D’où vient cette coutume ? est-ce depuis le temps qu’on boit ? Il paraît naturel qu’on boive du vin pour sa propre santé, mais non pas pour la santé d’un autre.

Le propino des Grecs, adopté par les Romains, ne signifiait pas : Je bois afin que vous vous portiez bien ; mais : Je bois avant vous pour que vous buviez ; je vous invite à boire.

Dans la joie d’un festin, on buvait pour célébrer sa maîtresse, et non pas pour qu’elle eût une bonne santé. Voyez dans Martial (liv. I, ép. lxxii) :

Nævia sex cyathis, septem Justina bibatur.
Six coups pour Nevia, sept au moins pour Justine[2].

Les Anglais, qui se sont piqués de renouveler plusieurs coutumes de l’antiquité, boivent à l’honneur des dames : c’est ce qu’ils appellent toster; et c’est parmi eux un grand sujet de dispute si une femme est tostable ou non, si elle est digne qu’on la toste.

On buvait à Rome pour les victoires d’Auguste, pour le retour de sa santé. Dion Cassius rapporte qu’après la bataille d’Actium le sénat décréta que dans les repas on lui ferait des libations au second service. C’est un étrange décret. Il est plus vraisemblable que la flatterie avait introduit volontairement cette bassesse. Quoi qu’il en soit, vous lisez dans Horace (liv.

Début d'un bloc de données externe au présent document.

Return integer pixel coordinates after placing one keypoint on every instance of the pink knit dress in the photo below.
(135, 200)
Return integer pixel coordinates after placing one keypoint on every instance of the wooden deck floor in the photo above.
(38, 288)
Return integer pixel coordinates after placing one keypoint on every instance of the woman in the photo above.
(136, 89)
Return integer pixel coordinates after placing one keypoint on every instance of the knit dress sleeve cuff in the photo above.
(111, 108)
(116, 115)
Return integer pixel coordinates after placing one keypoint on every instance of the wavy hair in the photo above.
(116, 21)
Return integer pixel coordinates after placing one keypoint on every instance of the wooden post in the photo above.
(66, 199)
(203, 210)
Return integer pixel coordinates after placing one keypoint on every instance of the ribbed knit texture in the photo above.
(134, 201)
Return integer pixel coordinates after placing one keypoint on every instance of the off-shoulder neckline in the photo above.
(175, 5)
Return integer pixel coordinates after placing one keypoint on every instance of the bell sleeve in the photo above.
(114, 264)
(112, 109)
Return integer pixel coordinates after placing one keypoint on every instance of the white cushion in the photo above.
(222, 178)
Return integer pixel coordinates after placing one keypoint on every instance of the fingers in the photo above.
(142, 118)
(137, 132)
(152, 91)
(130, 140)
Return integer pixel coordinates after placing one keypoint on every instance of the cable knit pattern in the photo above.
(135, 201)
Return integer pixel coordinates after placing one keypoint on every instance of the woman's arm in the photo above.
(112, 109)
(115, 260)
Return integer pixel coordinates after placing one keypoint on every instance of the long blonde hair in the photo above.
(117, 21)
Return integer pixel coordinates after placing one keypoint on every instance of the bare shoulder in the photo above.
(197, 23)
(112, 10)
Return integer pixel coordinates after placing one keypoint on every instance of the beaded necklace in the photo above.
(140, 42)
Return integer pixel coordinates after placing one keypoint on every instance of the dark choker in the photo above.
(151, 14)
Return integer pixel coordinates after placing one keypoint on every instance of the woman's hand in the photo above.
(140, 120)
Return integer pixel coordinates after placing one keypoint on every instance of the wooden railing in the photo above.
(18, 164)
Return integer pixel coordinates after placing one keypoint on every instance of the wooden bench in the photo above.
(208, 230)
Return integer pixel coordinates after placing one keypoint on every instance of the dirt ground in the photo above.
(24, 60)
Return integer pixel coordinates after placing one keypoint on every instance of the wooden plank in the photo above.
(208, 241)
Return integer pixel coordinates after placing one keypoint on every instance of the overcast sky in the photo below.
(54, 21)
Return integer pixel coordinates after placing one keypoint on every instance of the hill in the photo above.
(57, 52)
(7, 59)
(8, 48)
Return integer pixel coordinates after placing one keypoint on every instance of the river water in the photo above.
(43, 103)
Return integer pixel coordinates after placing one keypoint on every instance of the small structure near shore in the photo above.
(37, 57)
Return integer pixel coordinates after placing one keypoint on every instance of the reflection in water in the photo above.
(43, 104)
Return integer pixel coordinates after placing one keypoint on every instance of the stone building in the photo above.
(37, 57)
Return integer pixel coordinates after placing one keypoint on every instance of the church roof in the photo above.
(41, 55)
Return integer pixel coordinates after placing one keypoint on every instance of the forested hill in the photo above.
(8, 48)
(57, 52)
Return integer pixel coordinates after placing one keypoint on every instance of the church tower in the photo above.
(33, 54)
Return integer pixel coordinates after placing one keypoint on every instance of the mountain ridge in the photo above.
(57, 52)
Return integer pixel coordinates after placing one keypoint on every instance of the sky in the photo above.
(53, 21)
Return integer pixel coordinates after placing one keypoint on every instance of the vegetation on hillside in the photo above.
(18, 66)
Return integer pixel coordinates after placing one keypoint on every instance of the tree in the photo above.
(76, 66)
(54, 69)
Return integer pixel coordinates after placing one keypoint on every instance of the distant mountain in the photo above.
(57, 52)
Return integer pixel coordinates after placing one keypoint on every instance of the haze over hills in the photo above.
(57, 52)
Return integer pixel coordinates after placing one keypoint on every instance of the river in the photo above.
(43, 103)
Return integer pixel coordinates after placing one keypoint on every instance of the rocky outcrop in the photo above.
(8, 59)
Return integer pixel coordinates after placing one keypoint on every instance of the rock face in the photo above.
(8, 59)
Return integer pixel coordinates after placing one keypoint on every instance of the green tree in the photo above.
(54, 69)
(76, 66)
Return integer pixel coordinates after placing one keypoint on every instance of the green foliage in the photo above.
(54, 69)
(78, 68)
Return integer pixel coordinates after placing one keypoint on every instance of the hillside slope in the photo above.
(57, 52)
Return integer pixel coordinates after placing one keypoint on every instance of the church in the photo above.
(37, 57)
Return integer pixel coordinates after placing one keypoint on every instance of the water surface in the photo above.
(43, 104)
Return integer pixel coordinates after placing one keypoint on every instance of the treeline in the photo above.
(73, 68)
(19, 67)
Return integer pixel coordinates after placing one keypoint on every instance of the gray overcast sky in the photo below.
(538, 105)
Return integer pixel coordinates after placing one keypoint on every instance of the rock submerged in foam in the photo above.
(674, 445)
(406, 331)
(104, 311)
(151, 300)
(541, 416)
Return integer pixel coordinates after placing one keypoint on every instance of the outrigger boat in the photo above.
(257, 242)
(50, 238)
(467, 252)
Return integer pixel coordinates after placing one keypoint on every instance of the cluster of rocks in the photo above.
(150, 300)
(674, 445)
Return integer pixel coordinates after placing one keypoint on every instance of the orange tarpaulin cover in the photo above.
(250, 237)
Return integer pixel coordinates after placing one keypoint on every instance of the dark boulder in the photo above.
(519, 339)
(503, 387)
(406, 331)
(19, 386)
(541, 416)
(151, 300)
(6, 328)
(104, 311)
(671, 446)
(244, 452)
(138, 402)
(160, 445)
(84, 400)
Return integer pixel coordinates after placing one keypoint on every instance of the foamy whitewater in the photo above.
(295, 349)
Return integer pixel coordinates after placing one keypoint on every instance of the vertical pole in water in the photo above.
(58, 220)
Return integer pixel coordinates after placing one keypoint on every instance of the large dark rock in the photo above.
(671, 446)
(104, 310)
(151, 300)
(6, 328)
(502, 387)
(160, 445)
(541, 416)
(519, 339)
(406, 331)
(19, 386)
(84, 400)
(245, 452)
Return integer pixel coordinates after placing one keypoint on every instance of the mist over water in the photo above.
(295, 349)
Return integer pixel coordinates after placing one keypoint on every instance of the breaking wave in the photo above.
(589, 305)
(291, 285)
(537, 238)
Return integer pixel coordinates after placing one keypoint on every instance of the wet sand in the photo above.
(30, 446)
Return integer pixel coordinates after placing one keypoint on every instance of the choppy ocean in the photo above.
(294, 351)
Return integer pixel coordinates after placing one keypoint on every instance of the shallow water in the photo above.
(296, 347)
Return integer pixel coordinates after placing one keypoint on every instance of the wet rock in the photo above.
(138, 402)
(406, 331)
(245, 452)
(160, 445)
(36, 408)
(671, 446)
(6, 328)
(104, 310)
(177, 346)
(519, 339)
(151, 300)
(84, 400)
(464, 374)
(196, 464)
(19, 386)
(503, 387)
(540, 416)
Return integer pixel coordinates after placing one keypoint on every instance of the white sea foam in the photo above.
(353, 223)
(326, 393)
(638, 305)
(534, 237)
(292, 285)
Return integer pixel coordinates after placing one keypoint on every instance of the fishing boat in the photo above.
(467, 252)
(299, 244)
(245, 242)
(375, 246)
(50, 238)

IV, od. v) :

Hinc ad vina redit lætus, et alteris

Te mensis adhibet deum :

Te multa prece, te prosequitur mero
Defuso pateris ; et laribus tuum
Miscet numen, uti Græcia Castoris,

Et magni memor Herculis.

Longas o utinam, dux bone, ferias
Præstes Hesperiæ ! dicimus integro
Sicci mane die ; dicimus uvidi

Quum sol Oceano subest.

Sois le dieu des festins, le dieu de l’allégresse ;
Que nos tables soient tes autels.
Préside à nos jeux solennels,
Comme Hercule aux jeux de la Grèce.

Seul tu fais les beaux jours, que tes jours soient sans fin !
C’est ce que nous disons en revoyant l’aurore,
Ce qu’en nos douces nuits nous redisons encore,

Entre les bras du dieu du vin[3].

On ne peut, ce me semble, faire entendre plus expressément ce que nous entendons par ces mots : « Nous avons bu à la santé de Votre Majesté. »

C’est de là, probablement, que vint, parmi nos nations barbares, l’usage de boire à la santé de ses convives : usage absurde, puisque vous videriez quatre bouteilles sans leur faire le moindre bien ; et que veut dire boire à la santé du roi, s’il ne signifie pas ce que nous venons de voir ?

Le Dictionnaire de Trévoux nous avertit « qu’on ne boit pas à la santé de ses supérieurs en leur présence ». Passe pour la France et pour l’Allemagne ; mais en Angleterre c’est un usage reçu. Il y a moins loin d’un homme à un homme à Londres qu’à Vienne.

On sait de quelle importance il est en Angleterre de boire à la santé d’un prince qui prétend au trône : c’est se déclarer son partisan. Il en a coûté cher à plus d’un Écossais et d’un Irlandais pour avoir bu à la santé des Stuarts.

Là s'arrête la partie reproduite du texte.